Doing the Montreal-Boston drive in winter and summer evoke different memories and associations. Like, for winter:

Driving down to visit my family for Christmas one year in my 1990 Grand Am that had no heat. The temperature outside was absolutely glacial. The windshielf kept icing up from my frozen breath but I had no way to defrost it. Sometimes I would crank the fan, even though there was no heat, hoping that a bit of the warmth generated by the engine would blow into the car. I don't think this worked. When I got out of the car at the end of the drive, I was virtually paralyzed from the waist down; the cold had driven the blood into the (relatively) warmer climes of deep tissue and my leg muscles were sort of useless.

In summer:

The best summer drive is going from Boston back to Montreal, leaving in the evening, with the Red Sox on the radio. I listen to the game on AM radio through Massachusetts and New Hampshire, the signal fading slowly along with the daylight. Somewhere in Vermont, both are gone. Baseball on the radio. That's old school. I never knew either of my grandfathers, but that's what I picture grandfathers doing. Sitting around, drinking beer, wearing just white t-shirts, listening to baseball on the radio.
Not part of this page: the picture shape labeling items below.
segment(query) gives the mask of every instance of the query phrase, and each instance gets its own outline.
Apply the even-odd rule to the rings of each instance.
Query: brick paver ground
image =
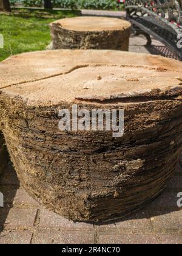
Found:
[[[0,191],[5,202],[0,208],[0,244],[182,244],[182,207],[177,205],[182,191],[182,155],[175,176],[158,199],[108,224],[73,222],[46,209],[21,187],[11,164],[0,180]]]
[[[84,14],[94,15],[88,12]],[[153,40],[150,48],[146,43],[144,37],[132,35],[129,51],[175,57],[158,41]],[[21,187],[11,165],[0,180],[0,191],[4,195],[4,207],[0,208],[0,244],[182,244],[182,207],[177,204],[177,194],[182,192],[182,155],[175,176],[158,199],[127,218],[108,224],[73,222],[46,209]]]

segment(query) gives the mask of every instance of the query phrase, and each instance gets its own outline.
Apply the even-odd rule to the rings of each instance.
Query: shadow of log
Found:
[[[0,233],[3,230],[10,209],[13,205],[13,201],[19,183],[16,174],[10,163],[5,140],[0,132]]]

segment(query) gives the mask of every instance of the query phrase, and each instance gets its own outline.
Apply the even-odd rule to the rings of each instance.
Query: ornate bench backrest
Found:
[[[126,0],[125,5],[132,16],[147,13],[182,31],[182,0]]]

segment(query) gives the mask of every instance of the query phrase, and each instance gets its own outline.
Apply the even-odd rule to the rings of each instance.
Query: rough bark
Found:
[[[9,0],[0,0],[0,10],[11,12]]]
[[[1,129],[22,185],[73,220],[116,219],[153,200],[181,150],[181,71],[175,60],[115,51],[38,52],[2,62]],[[58,111],[73,104],[124,109],[124,135],[60,131]]]
[[[55,49],[129,49],[130,24],[121,20],[67,18],[51,23],[50,29]]]
[[[3,135],[0,132],[0,177],[9,161]]]

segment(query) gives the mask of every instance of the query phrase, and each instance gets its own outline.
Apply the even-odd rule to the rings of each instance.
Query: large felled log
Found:
[[[130,23],[104,17],[66,18],[50,24],[53,49],[128,51]]]
[[[182,63],[115,51],[22,54],[0,63],[1,129],[22,185],[56,213],[108,221],[153,200],[181,150]],[[59,110],[124,110],[124,135],[61,131]]]
[[[9,161],[3,135],[0,132],[0,178]]]

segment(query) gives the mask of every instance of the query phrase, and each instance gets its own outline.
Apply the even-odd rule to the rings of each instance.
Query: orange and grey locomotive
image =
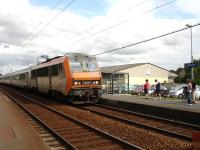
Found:
[[[31,89],[72,103],[97,102],[101,72],[95,57],[71,53],[0,77],[0,83]]]

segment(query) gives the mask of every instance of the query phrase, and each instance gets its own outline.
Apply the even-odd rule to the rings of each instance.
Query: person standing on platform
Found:
[[[159,99],[161,100],[160,86],[160,82],[158,82],[158,80],[155,79],[155,96],[159,96]]]
[[[187,83],[187,100],[188,100],[188,105],[192,105],[192,83],[190,79],[186,80]]]
[[[149,84],[149,80],[148,79],[146,79],[145,81],[146,81],[146,83],[144,84],[144,94],[145,94],[145,96],[147,98],[147,96],[149,96],[150,84]]]
[[[192,80],[192,103],[196,104],[195,101],[195,91],[196,91],[196,83]]]

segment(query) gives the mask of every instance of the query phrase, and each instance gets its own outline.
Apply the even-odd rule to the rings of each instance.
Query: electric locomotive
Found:
[[[101,96],[101,79],[95,57],[69,53],[4,75],[0,82],[49,94],[72,103],[95,103]]]

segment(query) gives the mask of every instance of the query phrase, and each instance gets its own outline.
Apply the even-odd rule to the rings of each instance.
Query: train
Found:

Hey Grandpa, what are you doing this weekend? Want to rent a car and drive down to Boston, then turn right back around?

Le temps des brioches

Reposted from 7.feb.05 from irrealis.

Our brief reprieve from the winter temperatures continues, and it quickens my step. Yesterday, I rode the bus downtown, and when I pulled the string to indicate that I wanted to get off at the next stop, the pitch of the "arrĂȘt demandĂ©" ding was perfectly in tune with the song I was listening to on my headphones.

I stepped out into the sun.

Like a fever breaking

Reposted from 2.feb.05 from irrealis.

Walking home late on this weird, warm night. The air is wet, mist under the streetlights. There has been a smog warning for days.

This mist won't help.

But I pretend we're shaking the winter off. Like a fever breaking. Only with the opposite temperatures.